Cabello rojo fuego, sonrisa contagiosa y un vestido verde esmeralda que tenía más actitud que tela. Había llegado como dama de honor de Angie Rivera, y aunque su intención era comportarse, la champaña y su sentido del humor no iban en la misma dirección.
El primer cruce entre ellos ocurrió frente a la pista de baile, cuando Sophia, sin mirar, giró con una copa en la mano y terminó derramándola justo sobre el pecho del exmarine.
—Oh, mierda… —susurró ella, mirando la mancha en la camisa—. Fue un accidente. Juro que no suelo atacar a hombres tan grandes en público.
—Menos mal —respondió él, con una media sonrisa apenas visible—. No creo que sobreviviera a un segundo ataque.
Ella rió. Él no. Pero el brillo divertido en sus ojos la desarmó por completo.
Y entonces, como si el universo conspirara para sellar el desastre. El DJ anunció con entusiasmo la esperada tirada del ramo. Las luces del salón bajaron un poco, la música cambió a un ritmo animado y Angie, radiante con su vestido blanco, se colocó en el centro de la pista.
—¡Vamos, chicas! —gritó entre risas, alzando el ramo de rosas blancas.
Las invitadas se reunieron detrás de ella, empujándose con complicidad y risas nerviosas. Entre ellas, Sophia Müller brillaba con su vestido verde esmeralda, descalza de un pie y con el otro aún calzado, como si la fiesta ya hubiera pasado por encima de ella.
—A ver si tengo suerte, por una vez —bromeó, acomodándose el cabello rojo en un moño desordenado.
El ramo voló alto. Sophia saltó sin pensar y, con reflejos sorprendentes, lo atrapó entre aplausos.
—¡Lo atrapé! —gritó eufórica, levantándolo como si fuera un trofeo.
Pequeña, delgada pero ágil, se giró con una sonrisa que desarmó a todos.
John Miller, desde una esquina, la observó con una leve sonrisa. Estaba acostumbrado a misiones imposibles, pero nunca había visto a alguien celebrar una flor con tanta emoción.
Entonces Alexander tomó el micrófono.
—Y ahora… —anunció con picardía—, es turno del liguero.
Los gritos y silbidos no se hicieron esperar.
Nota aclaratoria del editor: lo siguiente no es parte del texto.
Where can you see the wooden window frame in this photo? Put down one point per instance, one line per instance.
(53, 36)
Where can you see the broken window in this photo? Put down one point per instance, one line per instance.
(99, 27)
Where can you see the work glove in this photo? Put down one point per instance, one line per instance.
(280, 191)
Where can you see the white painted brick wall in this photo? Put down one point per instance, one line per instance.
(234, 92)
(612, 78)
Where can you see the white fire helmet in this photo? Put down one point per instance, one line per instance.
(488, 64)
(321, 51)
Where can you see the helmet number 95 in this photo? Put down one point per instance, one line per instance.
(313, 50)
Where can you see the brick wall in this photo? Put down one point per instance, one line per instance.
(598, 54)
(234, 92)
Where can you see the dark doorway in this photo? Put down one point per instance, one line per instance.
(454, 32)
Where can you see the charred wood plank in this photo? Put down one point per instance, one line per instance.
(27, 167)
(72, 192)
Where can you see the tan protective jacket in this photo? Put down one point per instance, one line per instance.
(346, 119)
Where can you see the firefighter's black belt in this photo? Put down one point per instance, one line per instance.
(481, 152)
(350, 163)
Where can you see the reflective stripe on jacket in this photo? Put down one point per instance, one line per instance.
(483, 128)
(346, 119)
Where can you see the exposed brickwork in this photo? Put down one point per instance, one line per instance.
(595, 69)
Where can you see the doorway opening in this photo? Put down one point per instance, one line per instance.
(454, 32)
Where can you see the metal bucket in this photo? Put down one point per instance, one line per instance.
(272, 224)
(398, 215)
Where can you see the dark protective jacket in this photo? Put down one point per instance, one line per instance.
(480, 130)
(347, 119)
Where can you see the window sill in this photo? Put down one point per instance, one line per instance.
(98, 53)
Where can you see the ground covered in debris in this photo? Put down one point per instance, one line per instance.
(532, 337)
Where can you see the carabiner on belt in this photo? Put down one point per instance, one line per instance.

Angie se sentó, divertida, mientras Alexander, entre aplausos, se arrodillaba frente a ella. La multitud coreaba su nombre mientras él, con esa confianza descarada que solo tienen los hombres recién casados, quitó el liguero con los dientes.
Sophia se cubrió la boca, muerta de risa.
—Esto ya parece una película clasificada —susurró a la dama de honor a su lado.
El liguero salió disparado por los aires en un arco perfecto… hasta aterrizar con un plop directo sobre la cabeza de John Miller.
Por un instante, el salón entero se quedó en silencio. Luego estalló en carcajadas.
John se llevó una mano a la cabeza, retiró el liguero con calma y lo sostuvo frente a él, resignado.
—Genial —murmuró, entre risas del público—. Justo lo que me faltaba.
Alexander levantó la copa desde la pista.
—¡Tradición cumplida! El que atrapa el liguero baila con la que atrapó el ramo.
Los aplausos se duplicaron.
Sophia, aún riendo, lo señaló desde la pista.
—Vamos, soldado. Las reglas son las reglas.
John negó con la cabeza, pero su sonrisa lo delató.
Sabía que, de todas las misiones que había enfrentado, esa sería la más peligrosa… y probablemente la más divertida.